The forecasts, prepared by Cambridge Econometrics, predict that UK CO2 emissions will amount to 136.3 million tonnes of carbon in 2020, just 15% lower than they were in 1990. The draft Climate Change Bill has set a goal of cutting emissions by between 26% and 32% by 2020.
The figures contrast with official government projections predicting that emissions will be between 20% and 26% lower in 2020.
One reason for the discrepancy is that the new forecasts do not take account of measures in the energy White Paper published in May, as they “have not as yet been followed by concrete policy measures” so the shortfall is likely to be less than anticipated.
Nevertheless a 11% hole will be hard to fill, and the measures in the energy White Paper on their own will be unlikely to bridge the whole gap.
The forecasts also suggest that the UK will miss its renewable electricity targets for 2010 and 2015 by a wide margin.
They predict that just 5% of electricity will come from renewable sources in 2010, rising to 12.5% in 2015, well short of government targets of 10% and 15% respectively. But the picture improves by 2020, when the report predicts that renewables will supply 19% of electricity – just 1% short of the government’s target for that year.

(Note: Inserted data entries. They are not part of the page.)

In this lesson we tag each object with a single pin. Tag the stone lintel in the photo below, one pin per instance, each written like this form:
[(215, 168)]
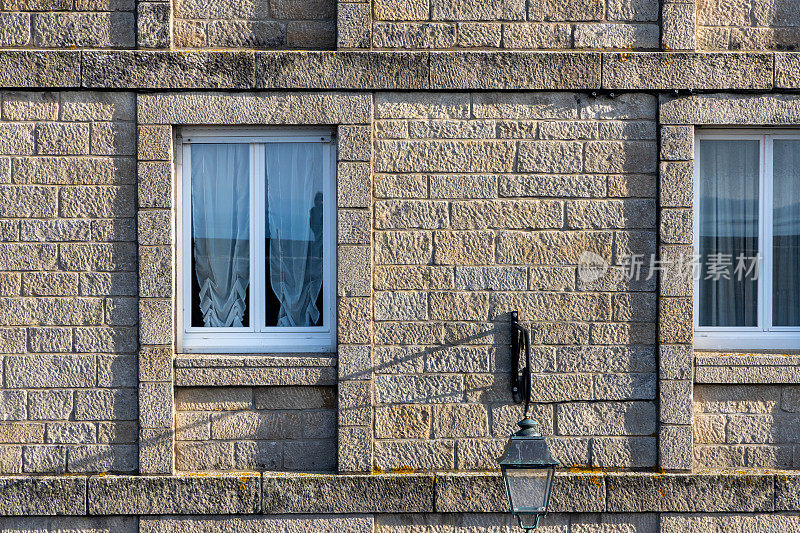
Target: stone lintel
[(244, 493), (182, 494), (366, 70), (288, 494)]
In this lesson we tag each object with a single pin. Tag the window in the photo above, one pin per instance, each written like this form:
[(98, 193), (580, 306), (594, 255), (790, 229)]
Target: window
[(257, 244), (747, 240)]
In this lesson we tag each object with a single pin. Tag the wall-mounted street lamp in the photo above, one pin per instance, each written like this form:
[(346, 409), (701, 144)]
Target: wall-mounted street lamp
[(526, 464)]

“These forecasts provide a reality check to the rhetoric on climate change that is now standard government fare,” said Professor Paul Ekins, who co-edited the report. “The government’s policies to promote a low carbon future are not yet sufficient to meet the carbon challenge set out in the energy white paper and draft climate change Bill.”
“Even achieving at least a 26% reduction on 1990 levels will be an uphill struggle unless the energy White Paper is followed by robust policy measures that promote carbon reductions.”